Lesson Learned: There's nothing wrong with speaking from the heart, especially when the subject is about you.

David Puyuelo gave his Competent Communicator's #2 speech titled," Lessons from the Empire". As my work has been primarily focused on Eastern Europe and the Middle East recently, I was very keen to hear his talk on the Ottoman Empire - a speech that was incredibly well researched and clearly of interest to David. From the Turks discipline to their stamina, it was clear that the Ottoman's culture allowed for an endless pursuit of success, one which many of us - including myself - may not entirely possess anymore. No better exemplified by their walking approximately 32k a day to end the day with a 3 hour fort building session...yeah, not happening :) For my part, I feel this speech was very entertaining, educational and met the requirements laid out before him. His presence was very warm, his vast knowledge of the subject was clearly evident, and if he has simply pared down the content a bit, I think it would have been great. However, like all of us who want to do our best, he bit off a lot of information to pitch in a very short amount of time. And when using several numbers and subcategories, there's a high likelihood of getting lost.

Lesson learned for all of us: KISS - Keep it Simple Stupid, a saying I repeat to myself daily :)

Angel Toribilo was the last and final speaker who gave his speech from Interpersonal Communication #1 on "Conversing with Ease". His goal was to initiate a conversation with a stranger and show how to make appropriate transitions, while asking open-ended questions, to achieve a successful conversation. Angel started his speech providing great points on how to work your way into a conversation without intimidating or scaring off the stranger using simple tools such as: a genuine smile, small talk, open ended questions to provide small details about yourself, and finally, the emotional bond. His roleplaying with a stranger at a wedding was clear and to the point, giving us that great sense of "I'm uncomfortable but it's nice to talk to someone" feeling. My suggestions were to providing a bit more information on body language, not to mention to use a powerpoint to illustrate simple points that we should keep in mind, such as "be approachable". These words, or an image, on the screen can help us all stay connected to the conversation, while at the same time, giving the speaker more room for play as the key word is behind him/her.
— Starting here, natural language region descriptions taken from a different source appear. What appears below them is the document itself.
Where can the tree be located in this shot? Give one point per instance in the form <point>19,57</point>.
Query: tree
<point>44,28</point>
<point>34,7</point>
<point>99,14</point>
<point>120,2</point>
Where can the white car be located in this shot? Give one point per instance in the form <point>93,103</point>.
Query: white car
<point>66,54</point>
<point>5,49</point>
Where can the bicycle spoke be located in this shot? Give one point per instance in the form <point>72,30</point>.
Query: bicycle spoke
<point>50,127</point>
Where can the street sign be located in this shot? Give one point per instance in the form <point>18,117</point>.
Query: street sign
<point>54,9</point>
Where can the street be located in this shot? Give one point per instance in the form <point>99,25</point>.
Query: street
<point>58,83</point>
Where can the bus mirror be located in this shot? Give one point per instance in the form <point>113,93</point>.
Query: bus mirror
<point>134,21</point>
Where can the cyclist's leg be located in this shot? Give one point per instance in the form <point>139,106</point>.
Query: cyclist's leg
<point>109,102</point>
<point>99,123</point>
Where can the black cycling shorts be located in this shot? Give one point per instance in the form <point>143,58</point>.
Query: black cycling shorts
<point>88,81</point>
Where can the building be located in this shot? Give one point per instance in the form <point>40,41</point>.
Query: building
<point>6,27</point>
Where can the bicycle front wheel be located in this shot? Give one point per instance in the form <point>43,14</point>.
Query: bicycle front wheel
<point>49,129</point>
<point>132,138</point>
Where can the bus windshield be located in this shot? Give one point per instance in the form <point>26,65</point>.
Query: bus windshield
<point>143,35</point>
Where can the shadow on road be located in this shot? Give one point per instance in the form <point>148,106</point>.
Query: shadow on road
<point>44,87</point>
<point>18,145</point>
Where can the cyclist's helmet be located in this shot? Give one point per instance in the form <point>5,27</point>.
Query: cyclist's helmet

Overall, he did well, as usual giving us his dashing smile, articulate diction and warm approach.

Lesson learned: Simple props can help give texture to a speech while nailing down the main actionable points that the audience can walk away with. 

As for the Table Topics Lluis Cona did a fab session with pictures of individuals in odd clothing, asking each volunteer to explain a situation where they either were wearing the clothing or where they had to make those around them do it. Great improve, fast thinking and good spirit prevailed. Maybe one of these days I'll get up there and volunteer too :) 

In short, my night came to a close just as I had expected. I felt content that maybe, just maybe, we all walked away feeling as if we are still all connected, and share a common familiar experience. And if that's what I can take away each and every time, it's absolutely worth it.